A crise no sistema prisional brasileiro, alimentada pela defasagem nas estruturas, incorpora também o preconceito, a desconfiança e as dificuldades de reinserir o indivíduo na sociedade. A teoria da Lei de Execução Penal nº 7.210, é uma realidade distante no sistema carcerário convencional. A punição do aprisionado suprime os direitos humanos e foge do intuito de reeducar e integrá-lo na sociedade. No Povoado Barriguda do Insono, a nove quilômetros da zona urbana, município de Pedreiras, está localizada a Associação de Proteção e Assistência aos Condenados (APAC), que possibilita ao recuperando trabalhar diariamente, sob o cumprimento da pena, com atividades laborterápicas, um dos mais importantes métodos de ressocialização, além de trabalhos na portaria, limpeza e manutenção do prédio.

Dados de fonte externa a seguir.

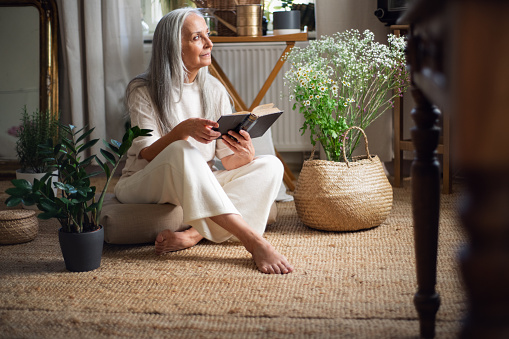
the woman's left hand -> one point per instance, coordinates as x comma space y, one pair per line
242, 147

A APAC conta com 109 recuperandos, tendo capacidade para 140, cumprindo regime fechado e semiaberto. Cada segmento realiza o processo de adaptação de acordo com o regime do apaqueano. A sensação de aprisionamento e limitação no regime fechado vai sendo desconstruída com a psicoadaptação, um trabalho voltado para a ocupação da mente através de oficina terapêutica e artesanato. Quando o recuperando passa do regime fechado para o semiaberto, ele pode transitar pelas áreas abertas e realizar as atividades cumprindo à risca os horários e tarefas.
A confiança é um dos pilares da boa convivência e motivação para aqueles que, aos poucos se aproximam da liberdade. Recuperando há 2 anos, Ivan Barros da Silva, 39 anos, controla o acesso às áreas laboterápicas enquanto tece os pontos de seu crochê. A rotina diária, das 08h às 12h, período em que monitora a porta de acesso, possibilitou o aprimoramento de seu trabalho, que geralmente “leva de dois a três dias para fazer um tapete”, destacou o recuperando que, ao sair, pretende ensinar a arte de tecer crochê para outras pessoas.
Em regime semiaberto, recuperandos também realizam trabalhos externos para a comunidade, através de parcerias. No início do mês, uma equipe da APAC produziu gesso 3D e reformou o teto da Câmara Municipal de Vereadores de Pedreiras. De acordo com o Presidente da APAC, Yuri Cavalcante de Sousa, parcerias com órgãos públicos são comuns. “A Apac se propõe a ajudar a comunidade e também quer a participação da comunidade na ressocialização do preso”, ressaltou o presidente.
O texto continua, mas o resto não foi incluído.